Store or Utilize? The Prospects of CCUS Projects

The Carbon Capture, Utilization, and Storage (CCUS) process plays a critical role in reducing CO₂ emissions and transitioning to a carbon-neutral economy. CCUS involves capturing CO₂ from major sources, such as power plants and industrial facilities powered by fossil fuels or biomass. If the captured CO₂ is not used on-site, it is compressed and transported via pipelines, rail, ships, or trucks for use in various applications (CCU) or injected into deep geological formations (CCS) such as depleted oil and gas reservoirs or saline aquifers.

From the perspective of reducing greenhouse gas emissions, priority is given to long-term carbon storage (permanent sequestration) rather than utilization. According to the International Energy Agency (IEA), in its net-zero scenario, 95% of captured CO₂ is expected to be stored, while only 5% will be utilized. Carbon utilization has a climate impact only if the carbon remains stored in manufactured products, such as construction materials or plastics, that do not emit greenhouse gases during their use over a long time, unlike fuels or chemicals.

Additionally, Varvara Gryaznova, a chief specialist in the climate projects development department, emphasizes the need for consistent technological development to make CCUS commercially viable.

"This category of projects can become a popular method of carbon sequestration and attract carbon financing through the sale of carbon units only with the development of technologies and innovations in this field," notes Gryaznova.

Current Registration and Implementation Status

Climate projects related to CCS can currently be registered under existing methodologies in all major registries, including Verra, Global Carbon Council, and American Carbon Registry, but such projects are not yet present in these registries. For CCU, several methodologies are under review in the Verra registry. For instance, eight projects using CO₂ in concrete (VM0043) are being implemented at various stages as of December 2024. However, this is still relatively few, isn't it?

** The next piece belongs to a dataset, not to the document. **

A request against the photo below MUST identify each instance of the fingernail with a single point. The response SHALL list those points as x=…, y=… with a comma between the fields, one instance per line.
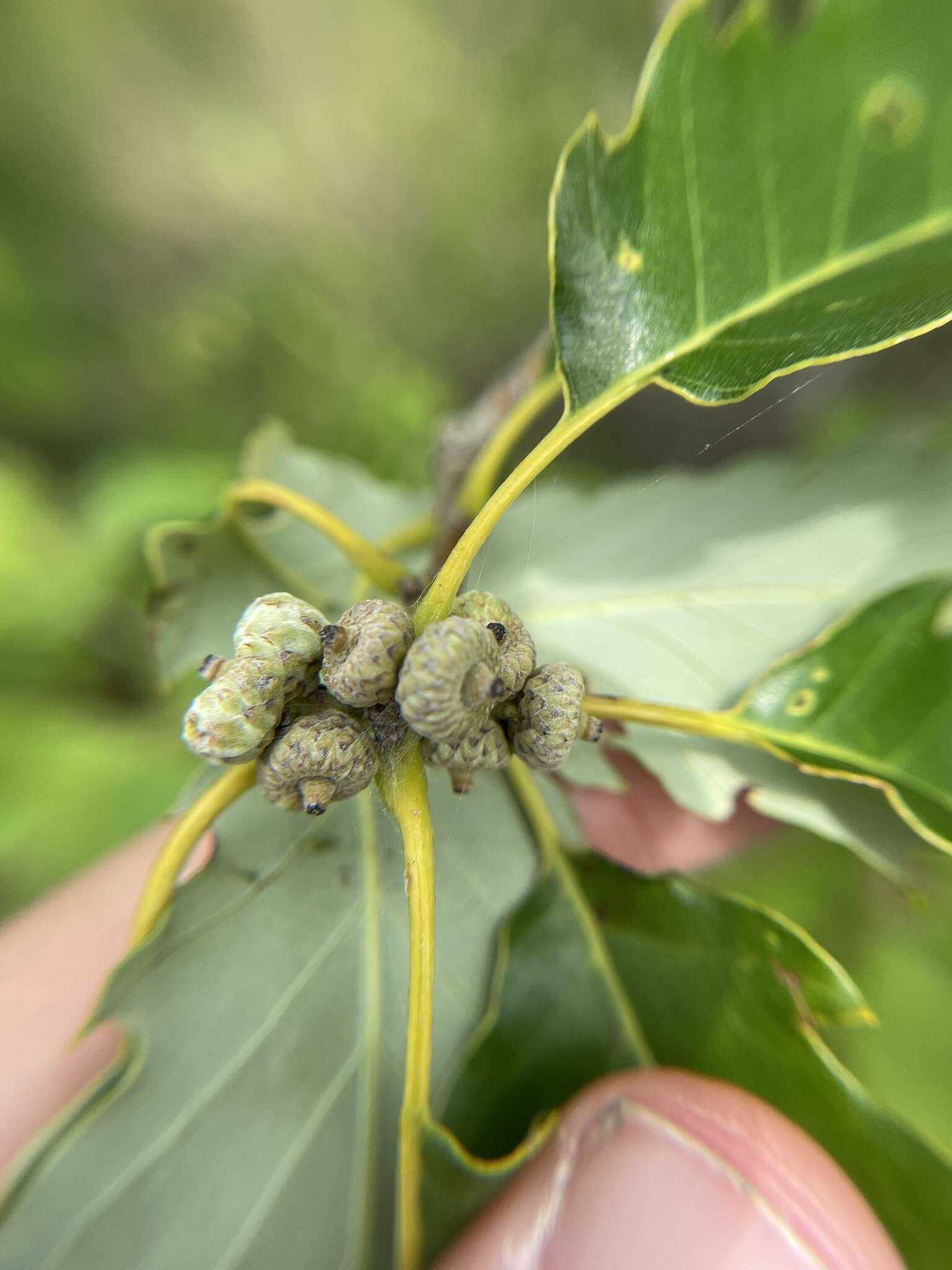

Why Has CCUS Not Gained Wide Adoption?

Despite its potential, implementing climate projects under CCUS faces several challenges:

1.  High Cost of Carbon Units:
   The cost of a single carbon unit under a CCUS project can reach $200, whereas the current market price ranges between $86 and $100. Most projects aimed at reducing the carbon footprint of production are funded by governments rather than through the sale of carbon units.

2. Technological Limitations:
   Current systems capture about 90% of CO₂ from flue gases. Increasing this to 98–99% requires significant energy input and additional investment in equipment. However, studies suggest that achieving 99% capture is possible with minimal additional costs.

3. Challenges with the Principle of Additionality:
   In CCU projects, revenue can be generated not only from the sale of carbon units but also from the sale of the resulting products, which sometimes raises questions about their status as climate projects.

What is Needed for CCUS Competitiveness?

To ensure the success of CCUS projects, developers must:

1. Reduce Costs: Seek ways to optimize processes and expenditures.
2. Improve Capture Efficiency: Increase the volume of captured CO₂ without significantly increasing marginal costs.
3. Maintain Additionality: Ensure that projects meet international standards for climate initiatives.
4. Achieve Long-Term Impact: Guarantee the carbon remains stored in manufactured products or geological formations.

The Future of CCUS: Challenges and Opportunities

Despite existing barriers, CCUS remains a key tool in combating climate change. Technological advancements, government support, and increased investment can make these projects economically viable and globally competitive. Whether to capture or utilize carbon is not always an obvious choice, but step by step, CCUS brings us closer to a sustainable future.